Une première fille confiée à la garde de son père
Les experts psychiatres qui ont rencontré Nathalie Stephan décrivent une "enfance difficile", "carencée", marquée par les "violences paternelles", la "soumission de la mère", femme au foyer, et un "défaut d'alimentation". Pendant son placement, la jeune femme s'oriente vers les métiers de la petite enfance puis décroche un BEP sanitaire et social. S'ensuit une décennie de relative stabilité dans sa vie, après sa rencontre avec le père de sa première fille, née en 2008. Mais le couple se sépare et Nathalie Stephan commence à mener une vie d'errance dans le sud de la France, avant de revenir à Angers.
"C'est quelqu'un qui était sur une pente descendante et c'est aussi une des causes de la séparation", observe Olivier Rolland, l'avocat du premier compagnon, partie civile au procès. Et de rappeler que son client a obtenu la garde exclusive de leur fille, âgée aujourd'hui de 14 ans et particulièrement marquée par les faits.
"Elle avait de bonnes relations avec Vanille, elles se voyaient tous les 15 jours. Elle n'aura plus de petite sœur, c'est fini."

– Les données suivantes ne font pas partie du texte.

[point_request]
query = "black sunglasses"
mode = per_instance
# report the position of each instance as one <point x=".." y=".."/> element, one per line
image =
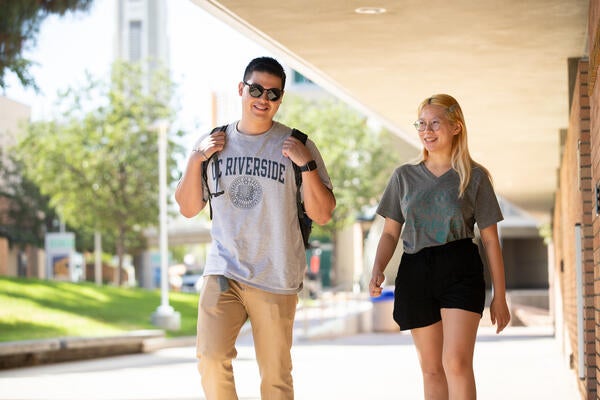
<point x="257" y="90"/>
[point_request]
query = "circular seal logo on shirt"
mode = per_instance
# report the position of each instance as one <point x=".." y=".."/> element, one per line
<point x="245" y="192"/>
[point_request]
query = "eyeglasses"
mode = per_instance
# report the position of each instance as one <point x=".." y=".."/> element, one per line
<point x="421" y="125"/>
<point x="257" y="90"/>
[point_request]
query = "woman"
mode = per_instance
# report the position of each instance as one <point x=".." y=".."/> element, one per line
<point x="440" y="290"/>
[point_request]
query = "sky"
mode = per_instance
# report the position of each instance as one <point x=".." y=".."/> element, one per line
<point x="205" y="55"/>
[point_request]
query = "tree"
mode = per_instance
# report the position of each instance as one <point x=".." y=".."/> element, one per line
<point x="359" y="160"/>
<point x="97" y="161"/>
<point x="27" y="215"/>
<point x="20" y="22"/>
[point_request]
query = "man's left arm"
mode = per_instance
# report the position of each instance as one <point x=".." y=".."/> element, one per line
<point x="319" y="201"/>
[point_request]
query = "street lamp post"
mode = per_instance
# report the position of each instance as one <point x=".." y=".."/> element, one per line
<point x="165" y="316"/>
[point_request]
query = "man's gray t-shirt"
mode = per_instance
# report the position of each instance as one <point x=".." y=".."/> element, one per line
<point x="430" y="210"/>
<point x="256" y="236"/>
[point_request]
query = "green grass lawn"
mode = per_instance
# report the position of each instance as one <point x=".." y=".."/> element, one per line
<point x="41" y="309"/>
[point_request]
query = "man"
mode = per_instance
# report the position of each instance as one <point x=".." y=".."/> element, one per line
<point x="256" y="262"/>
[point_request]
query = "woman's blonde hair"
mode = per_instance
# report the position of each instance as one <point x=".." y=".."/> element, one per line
<point x="462" y="162"/>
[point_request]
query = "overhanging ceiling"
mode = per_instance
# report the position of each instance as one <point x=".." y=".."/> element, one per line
<point x="504" y="61"/>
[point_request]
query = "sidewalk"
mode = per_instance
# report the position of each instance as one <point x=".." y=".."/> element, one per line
<point x="522" y="363"/>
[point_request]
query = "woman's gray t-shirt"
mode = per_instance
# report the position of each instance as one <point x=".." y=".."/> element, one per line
<point x="430" y="210"/>
<point x="256" y="236"/>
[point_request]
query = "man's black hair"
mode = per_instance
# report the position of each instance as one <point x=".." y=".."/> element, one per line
<point x="266" y="64"/>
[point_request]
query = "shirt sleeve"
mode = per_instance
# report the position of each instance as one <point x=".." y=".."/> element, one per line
<point x="487" y="209"/>
<point x="390" y="205"/>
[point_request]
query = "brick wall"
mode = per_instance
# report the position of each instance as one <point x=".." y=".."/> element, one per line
<point x="574" y="206"/>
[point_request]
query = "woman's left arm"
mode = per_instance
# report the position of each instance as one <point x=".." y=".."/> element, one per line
<point x="499" y="311"/>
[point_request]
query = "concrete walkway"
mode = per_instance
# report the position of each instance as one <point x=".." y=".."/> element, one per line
<point x="522" y="363"/>
<point x="332" y="360"/>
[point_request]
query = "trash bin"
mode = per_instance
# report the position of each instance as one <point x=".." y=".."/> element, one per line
<point x="383" y="309"/>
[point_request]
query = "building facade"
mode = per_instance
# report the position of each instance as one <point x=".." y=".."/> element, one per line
<point x="576" y="220"/>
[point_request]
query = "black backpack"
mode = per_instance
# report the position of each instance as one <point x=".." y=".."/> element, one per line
<point x="303" y="218"/>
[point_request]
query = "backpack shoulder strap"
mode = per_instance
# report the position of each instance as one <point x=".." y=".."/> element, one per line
<point x="214" y="156"/>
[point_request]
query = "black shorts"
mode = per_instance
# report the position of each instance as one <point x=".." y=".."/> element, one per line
<point x="446" y="276"/>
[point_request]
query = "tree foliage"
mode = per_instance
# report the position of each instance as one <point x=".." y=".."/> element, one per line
<point x="27" y="215"/>
<point x="98" y="160"/>
<point x="20" y="22"/>
<point x="358" y="159"/>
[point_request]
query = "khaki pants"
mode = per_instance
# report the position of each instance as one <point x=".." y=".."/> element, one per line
<point x="223" y="308"/>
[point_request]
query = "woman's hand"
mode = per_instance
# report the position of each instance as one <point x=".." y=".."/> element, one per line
<point x="499" y="313"/>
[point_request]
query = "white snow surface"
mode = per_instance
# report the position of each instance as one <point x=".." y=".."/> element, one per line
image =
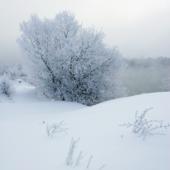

Olivier Rolland, avocat de l'ancien compagnon de Nathalie Stephanà franceinfo
Vanille rapidement prise en charge par un assistant familial
Un mois après la naissance de Vanille, fruit d'une courte relation, Nathalie Stephan fait une tentative de suicide et un séjour de 48 heures en hôpital psychiatrique. L'inadéquation de son comportement avec sa seconde fille entraîne leur hébergement au sein d'un centre maternel angevin et la prise en charge du bébé par un assistant familial. Dominique M. relève chez le nourrisson "des signes de retrait relationnel précoces et des difficultés alimentaires". "Il est l'un des seuls à pouvoir parler de cet enfant, souligne son avocate, Mathilde Livenais. On n'a vu de Vanille qu'une photo de l'alerte enlèvement." Une petite bouille qui regarde l'objectif de ses grands yeux noirs, une main dans la bouche.
"Mon client veut juste venir décrire la personnalité de cette toute petite personne et le lien qu'il a tissé avec elle."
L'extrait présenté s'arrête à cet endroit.